Please help me to check whether I did the right working for this problem. Thanks. The numerical answer is correct but I'm not very sure if the working is correct also.

Find $$\int y dx + z dy + x dz$$ over the closed curve C which is the intersection of the surfaces whose equations are $$x + y = 2$$ and $$x^2 + y^2 + z^2 = 2(x+y)$$

The Attempt at a Solution

First, I note that the integral required is the line integral for F . dr where F = (y, z, x). Since the curve is closed, we can apply Stokes' theorem. By Stokes' theorem $$\int F . dr = \iint (curl F) \cdot \b{n} dA$$.

Curl F = (-1,-1,-1) after applying the cross product.

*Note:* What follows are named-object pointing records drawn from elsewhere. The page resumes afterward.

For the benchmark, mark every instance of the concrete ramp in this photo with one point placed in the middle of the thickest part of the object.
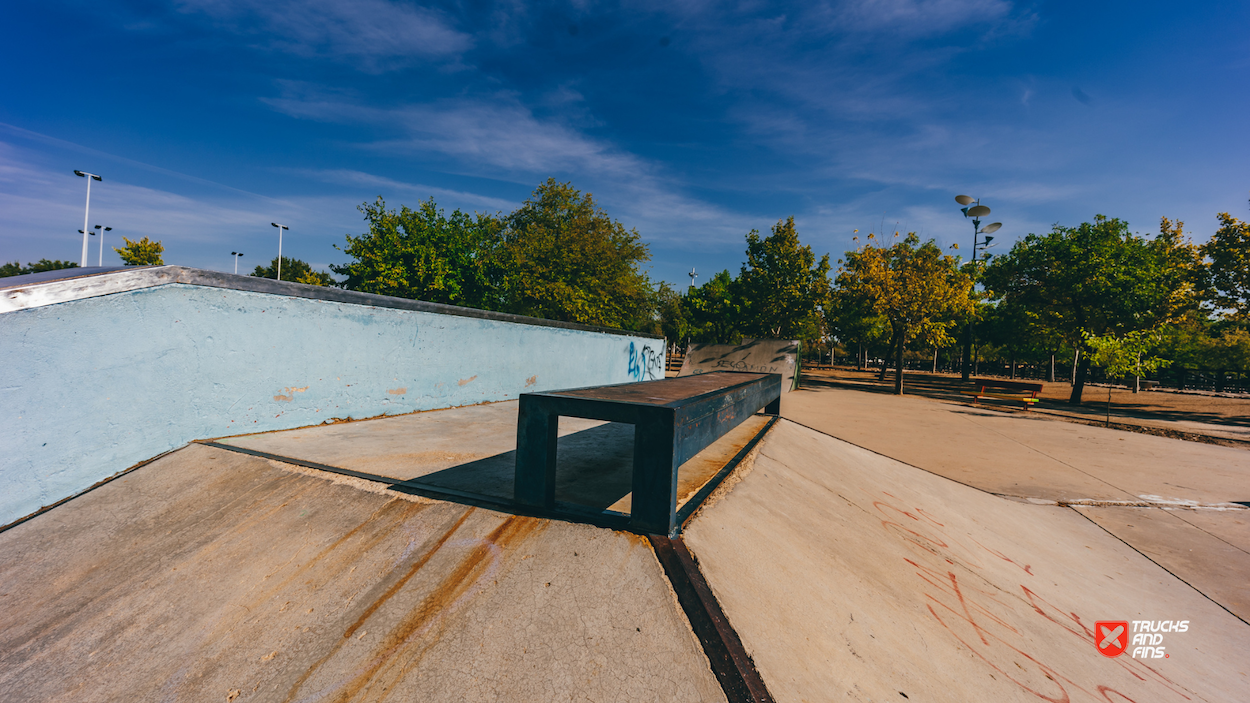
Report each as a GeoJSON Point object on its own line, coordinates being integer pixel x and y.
{"type": "Point", "coordinates": [854, 577]}
{"type": "Point", "coordinates": [214, 576]}
{"type": "Point", "coordinates": [759, 357]}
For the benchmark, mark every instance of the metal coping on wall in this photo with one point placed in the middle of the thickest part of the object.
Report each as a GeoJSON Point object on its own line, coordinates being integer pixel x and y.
{"type": "Point", "coordinates": [35, 290]}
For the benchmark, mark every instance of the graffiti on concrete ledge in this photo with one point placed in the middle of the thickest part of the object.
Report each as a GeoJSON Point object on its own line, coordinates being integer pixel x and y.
{"type": "Point", "coordinates": [646, 364]}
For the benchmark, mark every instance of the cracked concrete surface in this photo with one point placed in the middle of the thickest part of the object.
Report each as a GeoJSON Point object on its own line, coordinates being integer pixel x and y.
{"type": "Point", "coordinates": [210, 574]}
{"type": "Point", "coordinates": [851, 576]}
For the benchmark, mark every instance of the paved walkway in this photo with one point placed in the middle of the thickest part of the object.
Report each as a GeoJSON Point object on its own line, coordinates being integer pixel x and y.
{"type": "Point", "coordinates": [854, 577]}
{"type": "Point", "coordinates": [1179, 503]}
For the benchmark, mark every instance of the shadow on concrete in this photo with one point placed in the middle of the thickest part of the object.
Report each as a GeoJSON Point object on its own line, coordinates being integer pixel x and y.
{"type": "Point", "coordinates": [594, 469]}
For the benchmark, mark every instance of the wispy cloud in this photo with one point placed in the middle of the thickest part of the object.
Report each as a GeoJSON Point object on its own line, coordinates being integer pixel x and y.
{"type": "Point", "coordinates": [368, 31]}
{"type": "Point", "coordinates": [385, 187]}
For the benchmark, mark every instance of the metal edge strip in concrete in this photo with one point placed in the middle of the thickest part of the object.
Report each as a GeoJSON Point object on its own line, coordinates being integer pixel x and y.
{"type": "Point", "coordinates": [19, 295]}
{"type": "Point", "coordinates": [728, 657]}
{"type": "Point", "coordinates": [690, 507]}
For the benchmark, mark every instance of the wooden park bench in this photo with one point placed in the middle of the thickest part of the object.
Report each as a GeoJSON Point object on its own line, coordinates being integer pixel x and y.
{"type": "Point", "coordinates": [673, 419]}
{"type": "Point", "coordinates": [1016, 390]}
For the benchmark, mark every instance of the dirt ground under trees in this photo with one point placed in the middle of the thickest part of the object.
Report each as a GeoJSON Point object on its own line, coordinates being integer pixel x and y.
{"type": "Point", "coordinates": [1155, 412]}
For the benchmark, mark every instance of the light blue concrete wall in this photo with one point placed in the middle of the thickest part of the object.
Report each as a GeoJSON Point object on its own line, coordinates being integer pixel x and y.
{"type": "Point", "coordinates": [91, 387]}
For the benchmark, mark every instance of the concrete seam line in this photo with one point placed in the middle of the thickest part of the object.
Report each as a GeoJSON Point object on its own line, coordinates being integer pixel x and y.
{"type": "Point", "coordinates": [905, 463]}
{"type": "Point", "coordinates": [729, 661]}
{"type": "Point", "coordinates": [88, 489]}
{"type": "Point", "coordinates": [1160, 566]}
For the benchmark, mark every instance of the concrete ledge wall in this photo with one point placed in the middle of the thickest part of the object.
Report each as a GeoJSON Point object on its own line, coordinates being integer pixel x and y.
{"type": "Point", "coordinates": [105, 370]}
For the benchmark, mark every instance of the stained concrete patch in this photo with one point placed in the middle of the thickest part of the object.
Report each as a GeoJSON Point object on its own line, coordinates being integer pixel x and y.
{"type": "Point", "coordinates": [850, 576]}
{"type": "Point", "coordinates": [209, 574]}
{"type": "Point", "coordinates": [1023, 455]}
{"type": "Point", "coordinates": [1188, 543]}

Then I sketch the surfaces on the x-y axis and pick out the normal vector $$n = \frac{1}{\sqrt{2}}(\b{i} + \b{j})$$. Also $$\iint dA = \pi r^2$$. Then the answer for the line integral is $$-2\sqrt{2}\pi$$

 

[HallsofIvy]

What surface, exactly, are you integrating over? You are told that the curve is the intersection of two surfaces. To use Stoke's theorem, you must integrate over the entire surface: both of the given surfaces.

 

[Dick]

It looks like bigevil is integrating over the plane. You don't have to integrate over both surfaces. Either one should give you the same answer. I'm a little confused at you deduced the radius of the circle. But other than that, it's fine.

 

[bigevil]

Sorry Halls, the closed curve is the intersection of the two equations. That curve is closed and the surface it covers is a circle (of radius sqrt(2) I think) then I'm integrating over the plane.

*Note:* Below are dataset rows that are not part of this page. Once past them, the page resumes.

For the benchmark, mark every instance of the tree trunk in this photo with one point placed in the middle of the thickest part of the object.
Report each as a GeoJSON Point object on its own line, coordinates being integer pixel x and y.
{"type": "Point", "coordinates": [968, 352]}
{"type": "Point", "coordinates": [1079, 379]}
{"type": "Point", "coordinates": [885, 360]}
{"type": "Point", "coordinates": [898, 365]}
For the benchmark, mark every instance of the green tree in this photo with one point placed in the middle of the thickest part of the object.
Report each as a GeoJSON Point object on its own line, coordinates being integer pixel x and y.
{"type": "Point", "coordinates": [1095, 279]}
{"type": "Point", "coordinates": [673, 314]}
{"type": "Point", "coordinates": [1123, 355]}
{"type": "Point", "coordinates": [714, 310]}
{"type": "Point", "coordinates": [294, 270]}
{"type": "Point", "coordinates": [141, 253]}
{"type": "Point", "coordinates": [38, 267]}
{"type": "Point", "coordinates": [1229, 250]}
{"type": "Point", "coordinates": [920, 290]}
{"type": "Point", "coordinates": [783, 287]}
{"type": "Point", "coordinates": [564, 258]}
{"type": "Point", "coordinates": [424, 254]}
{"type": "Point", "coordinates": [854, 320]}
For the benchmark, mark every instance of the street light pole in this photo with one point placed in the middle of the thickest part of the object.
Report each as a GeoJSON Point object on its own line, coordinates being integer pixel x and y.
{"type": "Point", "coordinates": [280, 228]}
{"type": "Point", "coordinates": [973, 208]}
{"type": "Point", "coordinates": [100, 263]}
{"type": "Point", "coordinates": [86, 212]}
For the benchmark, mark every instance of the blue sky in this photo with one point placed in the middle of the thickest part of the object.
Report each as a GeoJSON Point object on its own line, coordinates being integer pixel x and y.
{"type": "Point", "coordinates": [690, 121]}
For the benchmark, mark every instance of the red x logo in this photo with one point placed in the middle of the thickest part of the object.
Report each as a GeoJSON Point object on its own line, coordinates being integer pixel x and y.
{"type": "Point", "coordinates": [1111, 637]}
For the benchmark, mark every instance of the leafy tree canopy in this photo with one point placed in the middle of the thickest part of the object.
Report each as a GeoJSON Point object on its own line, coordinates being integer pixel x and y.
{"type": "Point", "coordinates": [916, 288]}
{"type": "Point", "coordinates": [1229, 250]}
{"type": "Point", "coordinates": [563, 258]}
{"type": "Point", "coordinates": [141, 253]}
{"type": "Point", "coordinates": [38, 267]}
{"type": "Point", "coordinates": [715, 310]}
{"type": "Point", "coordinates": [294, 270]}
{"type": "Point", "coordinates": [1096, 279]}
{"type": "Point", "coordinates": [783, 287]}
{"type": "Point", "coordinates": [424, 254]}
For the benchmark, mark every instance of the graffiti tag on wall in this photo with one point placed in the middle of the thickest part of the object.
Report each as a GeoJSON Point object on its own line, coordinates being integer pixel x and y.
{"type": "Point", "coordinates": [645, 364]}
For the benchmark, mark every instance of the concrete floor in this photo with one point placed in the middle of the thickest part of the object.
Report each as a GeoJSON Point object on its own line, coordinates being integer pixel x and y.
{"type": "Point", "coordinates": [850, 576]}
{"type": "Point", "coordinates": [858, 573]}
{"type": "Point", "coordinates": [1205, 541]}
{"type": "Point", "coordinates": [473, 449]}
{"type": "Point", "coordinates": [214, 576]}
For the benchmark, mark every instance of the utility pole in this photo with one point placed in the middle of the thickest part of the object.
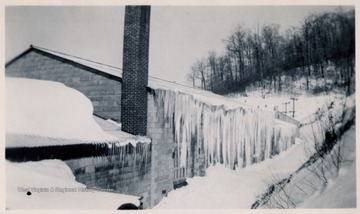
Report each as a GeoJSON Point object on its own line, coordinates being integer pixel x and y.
{"type": "Point", "coordinates": [286, 103]}
{"type": "Point", "coordinates": [293, 111]}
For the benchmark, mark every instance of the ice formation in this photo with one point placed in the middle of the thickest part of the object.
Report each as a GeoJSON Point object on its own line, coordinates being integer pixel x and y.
{"type": "Point", "coordinates": [236, 137]}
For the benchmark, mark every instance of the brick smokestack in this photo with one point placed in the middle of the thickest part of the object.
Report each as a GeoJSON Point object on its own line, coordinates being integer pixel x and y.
{"type": "Point", "coordinates": [135, 70]}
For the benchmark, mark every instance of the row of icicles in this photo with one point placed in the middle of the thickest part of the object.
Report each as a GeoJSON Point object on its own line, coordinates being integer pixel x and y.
{"type": "Point", "coordinates": [234, 137]}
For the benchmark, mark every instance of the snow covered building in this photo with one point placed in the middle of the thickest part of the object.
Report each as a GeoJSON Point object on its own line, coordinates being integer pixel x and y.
{"type": "Point", "coordinates": [189, 128]}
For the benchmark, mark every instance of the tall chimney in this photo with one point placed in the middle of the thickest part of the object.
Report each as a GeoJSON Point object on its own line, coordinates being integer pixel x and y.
{"type": "Point", "coordinates": [135, 70]}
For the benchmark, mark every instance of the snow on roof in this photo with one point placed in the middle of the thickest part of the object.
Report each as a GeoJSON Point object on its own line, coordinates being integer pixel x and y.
{"type": "Point", "coordinates": [53, 186]}
{"type": "Point", "coordinates": [154, 82]}
{"type": "Point", "coordinates": [54, 112]}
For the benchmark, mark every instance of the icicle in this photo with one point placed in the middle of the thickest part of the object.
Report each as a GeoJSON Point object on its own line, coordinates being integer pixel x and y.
{"type": "Point", "coordinates": [237, 137]}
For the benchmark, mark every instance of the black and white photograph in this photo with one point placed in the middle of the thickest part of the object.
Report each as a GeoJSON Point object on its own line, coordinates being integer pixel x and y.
{"type": "Point", "coordinates": [179, 107]}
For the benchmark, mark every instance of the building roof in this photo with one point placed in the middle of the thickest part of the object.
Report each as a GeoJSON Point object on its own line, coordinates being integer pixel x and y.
{"type": "Point", "coordinates": [154, 82]}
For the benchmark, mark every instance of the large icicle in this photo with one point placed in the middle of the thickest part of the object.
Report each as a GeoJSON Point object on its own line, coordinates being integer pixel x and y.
{"type": "Point", "coordinates": [236, 137]}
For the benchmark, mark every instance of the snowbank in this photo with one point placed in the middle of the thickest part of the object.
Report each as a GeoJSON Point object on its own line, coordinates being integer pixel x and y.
{"type": "Point", "coordinates": [52, 186]}
{"type": "Point", "coordinates": [223, 188]}
{"type": "Point", "coordinates": [50, 109]}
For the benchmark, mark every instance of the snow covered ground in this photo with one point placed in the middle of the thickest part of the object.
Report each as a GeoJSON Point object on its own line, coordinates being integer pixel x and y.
{"type": "Point", "coordinates": [230, 189]}
{"type": "Point", "coordinates": [52, 186]}
{"type": "Point", "coordinates": [340, 192]}
{"type": "Point", "coordinates": [224, 188]}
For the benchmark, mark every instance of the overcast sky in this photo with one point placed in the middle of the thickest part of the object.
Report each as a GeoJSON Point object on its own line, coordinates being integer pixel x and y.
{"type": "Point", "coordinates": [178, 34]}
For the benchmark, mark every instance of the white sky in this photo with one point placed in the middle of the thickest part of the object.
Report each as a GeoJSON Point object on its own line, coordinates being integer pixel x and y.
{"type": "Point", "coordinates": [178, 36]}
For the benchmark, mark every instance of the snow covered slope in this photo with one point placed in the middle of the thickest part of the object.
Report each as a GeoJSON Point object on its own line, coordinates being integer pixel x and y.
{"type": "Point", "coordinates": [223, 188]}
{"type": "Point", "coordinates": [52, 186]}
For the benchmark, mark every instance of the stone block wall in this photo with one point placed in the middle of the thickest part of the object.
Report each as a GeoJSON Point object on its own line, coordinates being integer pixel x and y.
{"type": "Point", "coordinates": [104, 90]}
{"type": "Point", "coordinates": [127, 170]}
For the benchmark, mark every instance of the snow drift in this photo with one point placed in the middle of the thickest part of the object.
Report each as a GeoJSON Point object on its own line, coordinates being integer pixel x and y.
{"type": "Point", "coordinates": [52, 186]}
{"type": "Point", "coordinates": [50, 109]}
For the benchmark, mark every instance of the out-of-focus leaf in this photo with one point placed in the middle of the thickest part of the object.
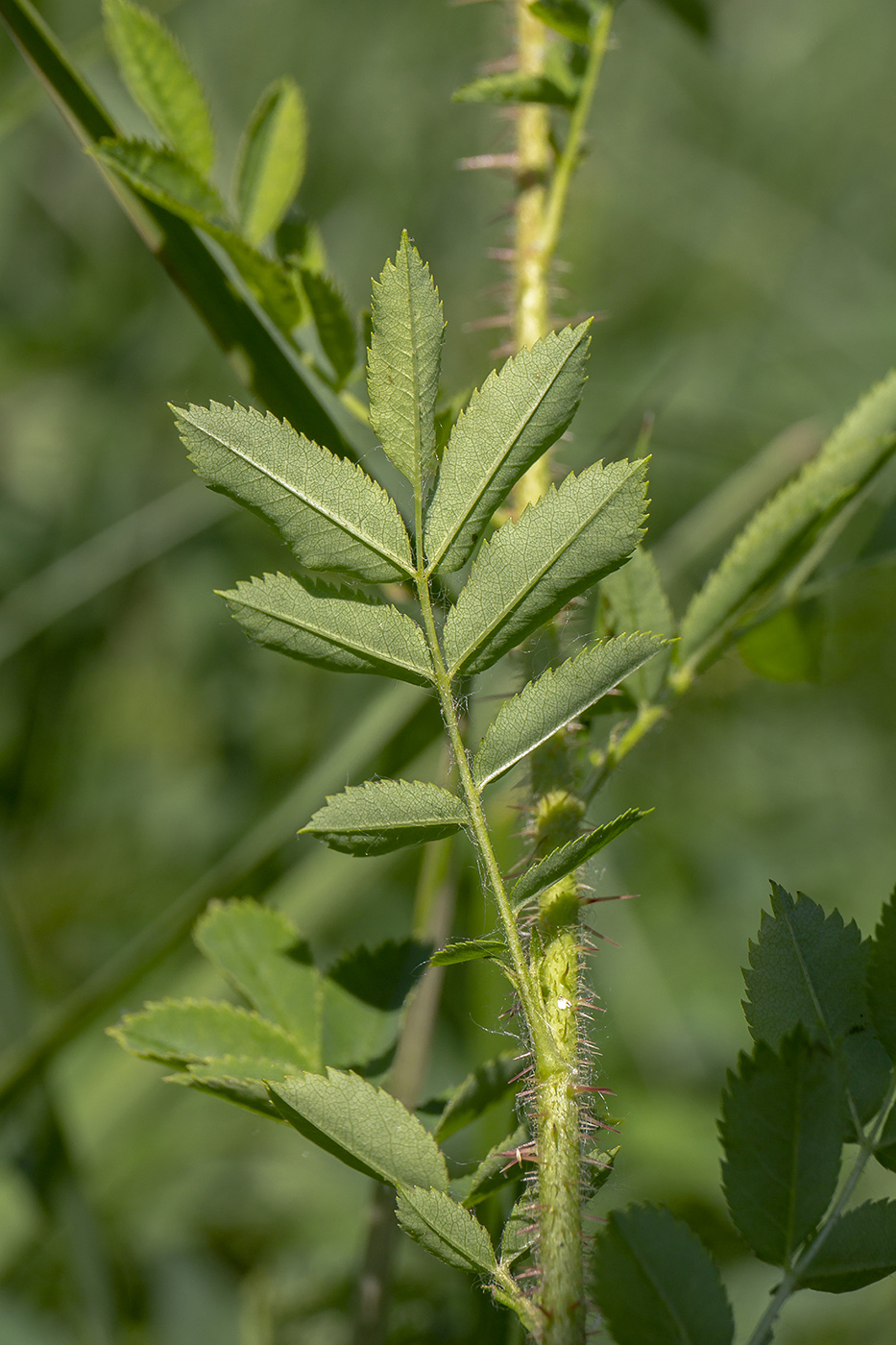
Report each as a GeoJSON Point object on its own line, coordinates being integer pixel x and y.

I don't know how to describe it, but I deduced by imagining that the line slices the sphere given. (I drew the whole thing in the x-y plane, ie looking from the 'top' down.) The plane (y + x = 2) runs through the centre of the sphere. I got radius sqrt 2 for the radius of the closed surface.

Thanx Dick and Halls.

 

[Dick]

Yes, exactly. The plane cuts through the center of a sphere with radius sqrt(2). You can use Stokes over that surface. As you did so well.